When it comes to dividends, many investors think of mainly Blue Chip Stocks and REITs.

With that in mind, we explore some smaller albeit stable companies that are able to increase their dividends and yet, are often overlooked by investors.

Here are 3 stocks that have increased their dividends in the past year…

1. Multi-Chem

Multi-Chem primarily engage in two businesses:

  • PCB Distribution Business

Multi-Chem provides PCB manufacturers with a wide range of PCB-related materials and equipment  such as entry and back-up materials for drilling, non-woven brushes to ensure clean copper surface to remove foreign particles on PCBs.

  • IT Business

Multi-Chem, through the M.Tech Group, engaged in the distribution of IT products since 2002. The M.Tech Group is a leading regional cyber security and network products distributor, carrying products from industry leading vendors and with a presence in 28 cities in 15 countries.

Multi Chem

In its latest results for FY ended Dec 2022, Multi-Chem announced that the Group recorded revenue of $617M which was 2% more than $604M achieved in 2021. The Group recorded a profit before tax of $25.6M in 2022 compared to $35.9M in 2021, a decrease of 29%.

The Group’s earnings per share decreased from 27.70 cents in 2021 to 22.20 cents in 2022. However, the Group financial position is strong with cash and bank balances of $70M and is in net cash position.

The company declared a final dividend of 11.10 cents and together with an interim dividend of 6.6 cents making it a total of 17.7o cents in 2022 which is higher than 2021 dividends of 11.10 cents. This translate to a dividend yield of 9.8%!

The Group expects the IT business to remain the Group’s main business in the near future as corporations and policy makers increasingly recognize the need to strengthen their cybersecurity infrastructure.

The company is optimistic that this will augur well for the Group, given the company wide geographical coverage and strategy of promoting cutting edge IT products.

You can view Multi-Chem FY 2022 results here.

2. Raffles Medical Group

Raffles Medical Group is a leading integrated private healthcare provider in Asia, operating medical facilities in 14 cities in Singapore,  China. Japan, Vietnam and Cambodia.

It is the only private medical provider in Singapore that owns and operates a fully integrated healthcare organisation comprising a tertiary hospital, a network of family and dental clinics, traditional Chinese Medicine and a consumer healthcare division.

3 Singapore stocks

Raffles medical Group’s revenue increase by 5.9% to $766.5M while net profit increase by 71.7% to $143.7M for the year ended 31 Dec 2022. The company declared a dividend of 3.8 cents in 2022 which is an increase from 2.8 cents in 2021.

With the reopening of borders and easing of COVID-19 related protocols, the Group saw a return of foreign patients seeking medical treatment in Singapore.

The Group started Singapore’s first Transitional Care Facility in July 2022 for managing chronically ill patients from public hospitals to alleviate the burden on the public healthcare system.

This will augur well for the company future growth due to the government emphasis on alleviating the burden of public hospitals.

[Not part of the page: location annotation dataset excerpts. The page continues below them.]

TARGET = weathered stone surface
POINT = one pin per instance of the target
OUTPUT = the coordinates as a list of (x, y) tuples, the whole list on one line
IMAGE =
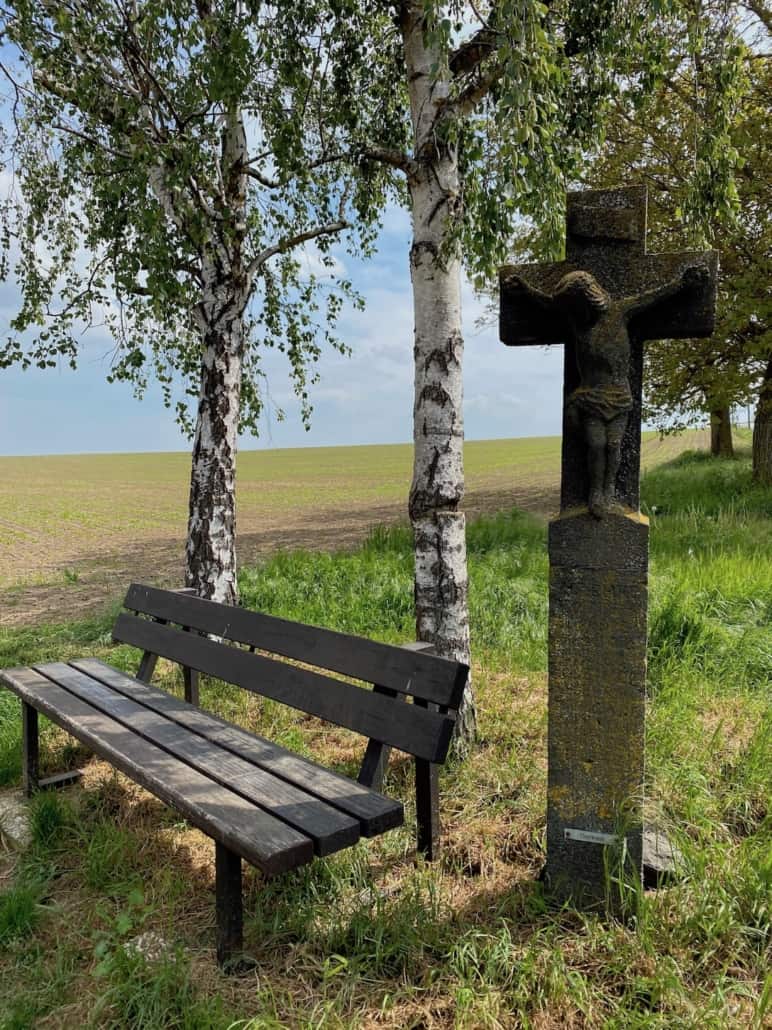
[(14, 819), (597, 681), (606, 238)]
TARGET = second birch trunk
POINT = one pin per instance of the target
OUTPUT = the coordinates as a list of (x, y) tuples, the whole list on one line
[(436, 491)]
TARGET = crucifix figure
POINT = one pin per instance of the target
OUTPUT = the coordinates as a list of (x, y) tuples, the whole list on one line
[(602, 302)]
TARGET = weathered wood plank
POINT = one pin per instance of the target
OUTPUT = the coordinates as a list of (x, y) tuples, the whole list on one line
[(420, 732), (420, 675), (226, 817), (375, 813), (329, 829)]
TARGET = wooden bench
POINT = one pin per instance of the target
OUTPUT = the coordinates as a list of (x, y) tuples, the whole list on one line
[(257, 800)]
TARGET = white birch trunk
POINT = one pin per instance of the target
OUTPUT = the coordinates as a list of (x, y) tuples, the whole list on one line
[(436, 491), (211, 529)]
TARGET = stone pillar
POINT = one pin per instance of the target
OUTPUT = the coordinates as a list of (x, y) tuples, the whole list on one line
[(597, 704)]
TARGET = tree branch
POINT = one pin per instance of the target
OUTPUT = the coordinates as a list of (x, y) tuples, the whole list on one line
[(387, 156), (293, 241), (468, 99), (470, 54)]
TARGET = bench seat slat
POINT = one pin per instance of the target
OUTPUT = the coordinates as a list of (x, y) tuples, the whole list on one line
[(430, 678), (329, 829), (375, 813), (420, 732), (226, 817)]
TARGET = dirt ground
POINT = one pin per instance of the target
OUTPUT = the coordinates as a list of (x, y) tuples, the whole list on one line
[(56, 575)]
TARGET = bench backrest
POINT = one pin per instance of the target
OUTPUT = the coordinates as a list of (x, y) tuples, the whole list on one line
[(397, 673)]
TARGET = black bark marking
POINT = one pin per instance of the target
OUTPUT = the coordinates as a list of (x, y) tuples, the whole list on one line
[(418, 248), (435, 392)]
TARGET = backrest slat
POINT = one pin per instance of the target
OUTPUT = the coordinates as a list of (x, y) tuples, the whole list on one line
[(416, 730), (427, 677)]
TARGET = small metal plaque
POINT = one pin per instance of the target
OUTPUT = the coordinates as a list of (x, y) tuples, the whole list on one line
[(590, 836)]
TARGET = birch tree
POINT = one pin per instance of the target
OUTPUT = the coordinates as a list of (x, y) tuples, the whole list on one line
[(502, 101), (168, 161)]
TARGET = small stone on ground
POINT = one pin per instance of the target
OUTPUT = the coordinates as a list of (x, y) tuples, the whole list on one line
[(661, 858), (150, 945), (14, 819)]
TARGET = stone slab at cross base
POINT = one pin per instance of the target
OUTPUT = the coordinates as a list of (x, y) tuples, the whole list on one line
[(598, 576)]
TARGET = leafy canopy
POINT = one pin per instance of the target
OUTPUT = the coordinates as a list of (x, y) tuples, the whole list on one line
[(152, 147)]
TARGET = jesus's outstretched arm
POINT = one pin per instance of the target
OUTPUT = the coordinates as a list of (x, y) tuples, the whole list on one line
[(519, 284), (693, 277)]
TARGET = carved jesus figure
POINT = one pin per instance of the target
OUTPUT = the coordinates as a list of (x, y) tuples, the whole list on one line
[(599, 329)]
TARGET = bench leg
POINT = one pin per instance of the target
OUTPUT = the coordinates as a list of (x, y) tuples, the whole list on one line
[(190, 680), (30, 750), (229, 903), (427, 808)]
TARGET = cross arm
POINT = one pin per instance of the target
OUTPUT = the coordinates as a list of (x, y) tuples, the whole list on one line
[(675, 297), (526, 313)]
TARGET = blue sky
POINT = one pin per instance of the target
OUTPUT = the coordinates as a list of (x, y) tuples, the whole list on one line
[(363, 399)]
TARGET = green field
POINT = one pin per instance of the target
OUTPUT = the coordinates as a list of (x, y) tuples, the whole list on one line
[(370, 938), (73, 528)]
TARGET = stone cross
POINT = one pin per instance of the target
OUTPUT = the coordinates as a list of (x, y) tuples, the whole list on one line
[(602, 303)]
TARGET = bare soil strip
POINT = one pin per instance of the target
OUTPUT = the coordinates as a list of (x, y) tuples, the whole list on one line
[(59, 575)]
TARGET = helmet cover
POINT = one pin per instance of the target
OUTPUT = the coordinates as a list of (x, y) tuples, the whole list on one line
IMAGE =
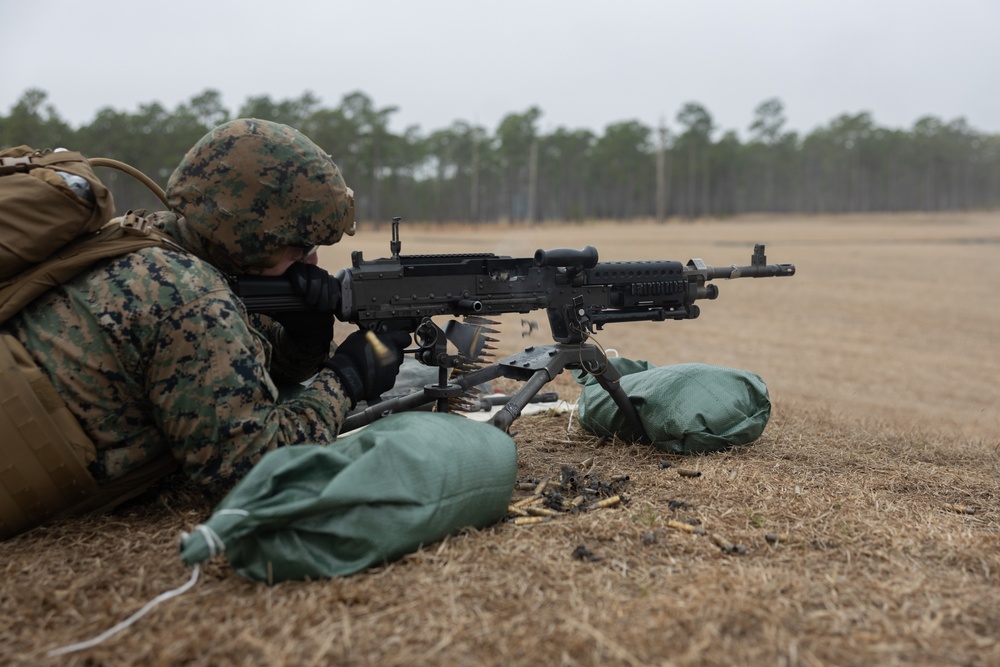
[(250, 188)]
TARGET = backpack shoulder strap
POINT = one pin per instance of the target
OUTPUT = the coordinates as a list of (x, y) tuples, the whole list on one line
[(123, 235)]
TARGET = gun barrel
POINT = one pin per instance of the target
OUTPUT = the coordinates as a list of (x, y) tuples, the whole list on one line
[(752, 271)]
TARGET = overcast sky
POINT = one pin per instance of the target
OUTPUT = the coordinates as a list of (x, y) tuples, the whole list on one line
[(585, 64)]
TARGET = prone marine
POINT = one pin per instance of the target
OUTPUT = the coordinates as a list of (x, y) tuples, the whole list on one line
[(158, 361)]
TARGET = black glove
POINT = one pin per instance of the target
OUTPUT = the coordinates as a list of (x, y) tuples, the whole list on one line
[(311, 328), (365, 373), (319, 290)]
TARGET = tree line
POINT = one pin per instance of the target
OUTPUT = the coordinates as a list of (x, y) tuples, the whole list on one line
[(466, 172)]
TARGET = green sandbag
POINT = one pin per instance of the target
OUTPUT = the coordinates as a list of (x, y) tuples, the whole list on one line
[(311, 511), (685, 408)]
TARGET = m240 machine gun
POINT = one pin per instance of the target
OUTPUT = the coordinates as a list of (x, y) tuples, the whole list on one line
[(579, 294)]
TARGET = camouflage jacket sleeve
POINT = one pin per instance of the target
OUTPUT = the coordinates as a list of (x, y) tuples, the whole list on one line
[(291, 362), (215, 400)]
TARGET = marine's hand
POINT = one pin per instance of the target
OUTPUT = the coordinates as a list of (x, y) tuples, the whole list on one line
[(365, 372), (319, 290)]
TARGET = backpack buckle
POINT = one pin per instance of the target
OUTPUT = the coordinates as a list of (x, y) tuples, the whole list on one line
[(134, 223)]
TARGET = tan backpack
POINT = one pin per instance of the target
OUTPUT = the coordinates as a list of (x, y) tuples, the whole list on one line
[(54, 215), (55, 222)]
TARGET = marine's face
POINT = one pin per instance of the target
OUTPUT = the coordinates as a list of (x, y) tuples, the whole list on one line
[(292, 255)]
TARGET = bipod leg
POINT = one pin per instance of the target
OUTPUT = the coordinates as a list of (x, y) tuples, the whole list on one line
[(609, 378)]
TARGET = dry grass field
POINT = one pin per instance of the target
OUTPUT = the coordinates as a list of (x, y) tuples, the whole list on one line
[(880, 468)]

Another area of growth is the launch of Healthier SG in partnership with the Ministry of Health. Raffles Medical is an active participant of the Ministry of Health’s recently launched Healthier SG initiative.

Patients who enrol with any Raffles Medical clinic can enjoy a more seamless experience with both the Group’s in-house clinic management system and e-Medical Records system now fully integrated with the National Electronic Health Record.

You can view Raffles Medical Group FY 2022 results here.

3. BRC Asia

BRC Asia is the leading steel reinforcement solutions provider in Singapore. The company had a hand in reinforcing projects in commercial and cultural landmarks such as the National Library of Singapore, Marina Bay Financial Centre, Marina Bay Sands, Pinnacle @ Duxton, and Gardens by the Bay.

BRC Asia

For the year ended 30 September 2022, revenue increase by 45% to $1.7 billion while net profit increase by 92% to $90.2 million. This was a result of both increased sales volume and higher steel prices.

The Group declared a final dividend of 6 Singapore cents and a special dividend of 6 Singapore cents. Together with the interim dividend of 6 Singapore cents, the total dividend declared for FY2022 is 18 cents. This is higher than FY2021 dividend of 12 cents.

The Ministry of Trade and Industry forecast a growth in the construction sector of 3.3% y-o-y. This growth is attributed to the expansion in both the private and public sector’s construction projects.

As of 30 June 2023, the company sales order book stood at approximately S$1.34 billion. The duration of projects in the order book range up to 5 years. This bodes well for the company going forward.

You can view BRC Asia FY 2022 results here.


In conclusion, we have shed light on 3 little-known stocks that have increased dividends in the past year and able to navigate through challenging economic conditions with their financial position/future growth prospects.

For income investors, rather then bear the brunt of interest rate risks for REITs, one can perhaps take a look at other dividend stocks which may also do the same job – offer enticing dividend yields.